Mathematical foundations (R1)

The mathematical foundations of the flagship are focused on analysing nonlinear phenomena within imaging. Often these phenomena can be best understood by using geometric techniques. For instance, probing a body with waves allows for the measurement of the travel times between points on the surface of the body. These travel times correspond to distances in a non-Euclidean space, and recovering the wave speed inside the body is equivalent to finding the geometry of the space. 

Lauri Oksanen

Computational imaging and modelling (R2)

The research program is focused on designing efficient computational imaging algorithms based on advanced mathematical foundations and considering the requirements of experimental systems. The aim is to introduce novel high-performance imaging algorithms that take advantage of both the theoretical properties and most accurate models for the considered imaging modalities. Moreover, the algorithms should efficiently account for the prior and expert information on the imaged object and be robust to modelling errors and other uncertainties.

Pasi Raumonen

Uncertainty quantification and machine learning (R3)

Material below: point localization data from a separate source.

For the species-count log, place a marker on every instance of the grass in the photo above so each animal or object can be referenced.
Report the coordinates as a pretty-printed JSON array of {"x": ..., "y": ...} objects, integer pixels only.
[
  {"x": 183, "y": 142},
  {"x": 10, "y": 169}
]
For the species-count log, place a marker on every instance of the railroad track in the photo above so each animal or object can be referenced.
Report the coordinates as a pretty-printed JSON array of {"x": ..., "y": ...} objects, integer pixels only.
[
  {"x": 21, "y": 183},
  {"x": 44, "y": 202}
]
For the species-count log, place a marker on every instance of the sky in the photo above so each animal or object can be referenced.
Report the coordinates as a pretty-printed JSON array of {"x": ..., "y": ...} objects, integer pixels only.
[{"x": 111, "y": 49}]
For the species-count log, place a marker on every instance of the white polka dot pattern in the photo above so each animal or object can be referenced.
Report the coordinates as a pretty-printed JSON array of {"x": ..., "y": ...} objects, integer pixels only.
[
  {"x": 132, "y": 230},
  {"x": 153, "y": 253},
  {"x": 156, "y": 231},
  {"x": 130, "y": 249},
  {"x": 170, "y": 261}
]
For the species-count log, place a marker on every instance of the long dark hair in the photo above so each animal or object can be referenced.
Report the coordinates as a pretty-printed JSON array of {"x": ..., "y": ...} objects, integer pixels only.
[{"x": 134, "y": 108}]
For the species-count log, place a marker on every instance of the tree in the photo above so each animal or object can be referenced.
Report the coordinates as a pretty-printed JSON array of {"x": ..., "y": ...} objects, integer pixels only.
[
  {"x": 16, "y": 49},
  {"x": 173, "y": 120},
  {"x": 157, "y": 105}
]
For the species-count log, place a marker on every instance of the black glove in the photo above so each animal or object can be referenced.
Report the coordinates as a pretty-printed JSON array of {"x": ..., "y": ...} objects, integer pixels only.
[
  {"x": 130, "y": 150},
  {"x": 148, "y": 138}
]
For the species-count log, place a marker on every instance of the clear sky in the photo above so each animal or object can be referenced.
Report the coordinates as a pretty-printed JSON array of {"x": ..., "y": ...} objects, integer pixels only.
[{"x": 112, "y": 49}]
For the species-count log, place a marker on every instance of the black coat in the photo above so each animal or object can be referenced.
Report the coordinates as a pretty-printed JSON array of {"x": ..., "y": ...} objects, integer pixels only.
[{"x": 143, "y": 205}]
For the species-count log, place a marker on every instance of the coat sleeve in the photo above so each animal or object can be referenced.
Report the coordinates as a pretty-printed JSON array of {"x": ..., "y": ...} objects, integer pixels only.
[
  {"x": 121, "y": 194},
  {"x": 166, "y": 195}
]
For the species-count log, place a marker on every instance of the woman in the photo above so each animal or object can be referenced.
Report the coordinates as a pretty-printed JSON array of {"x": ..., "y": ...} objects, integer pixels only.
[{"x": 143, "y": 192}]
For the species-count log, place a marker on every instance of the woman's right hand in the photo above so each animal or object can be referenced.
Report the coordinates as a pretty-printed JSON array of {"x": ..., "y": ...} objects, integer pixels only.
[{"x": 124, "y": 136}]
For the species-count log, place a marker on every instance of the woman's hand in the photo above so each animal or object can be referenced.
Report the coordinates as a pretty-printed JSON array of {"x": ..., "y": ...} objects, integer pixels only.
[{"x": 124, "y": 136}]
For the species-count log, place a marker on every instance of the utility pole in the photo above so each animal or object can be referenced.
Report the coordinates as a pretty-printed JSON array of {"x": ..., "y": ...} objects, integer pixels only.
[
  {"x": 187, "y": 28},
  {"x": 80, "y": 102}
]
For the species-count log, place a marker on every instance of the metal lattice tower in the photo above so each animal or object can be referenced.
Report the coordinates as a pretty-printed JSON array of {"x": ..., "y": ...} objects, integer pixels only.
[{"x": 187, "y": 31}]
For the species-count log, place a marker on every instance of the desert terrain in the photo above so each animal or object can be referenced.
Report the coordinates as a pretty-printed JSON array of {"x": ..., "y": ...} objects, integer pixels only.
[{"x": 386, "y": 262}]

Understanding the role of information is key to successful computational imaging. All mathematical models and data contain uncertainties, but how do they propagate to the corresponding solutions? Moreover, how can imaging algorithms exploit the vast amounts of data available due to the explosion in data gathering over the past decade? Statistics and machine learning (ML) provide principled approaches to address these questions. Our research is motivated by the challenges of quantifying uncertainties in biomedical imaging, non-destructive testing, weather prediction, climate models, and the estimation of natural resources and energy efficiency.

Tapio Helin

Experimental system development (R4)

Our research focuses on optimizing computational approaches for efficient use of imaging devices and designing new measurement systems for industrial applications. Developing computational methodologies and instrumentation concurrently is essential to fully harness the potential of modern imaging systems. Our research not only aims for scientific breakthroughs but also seeks practical applications in industrial monitoring, control and medical diagnostics, together with our stakeholders.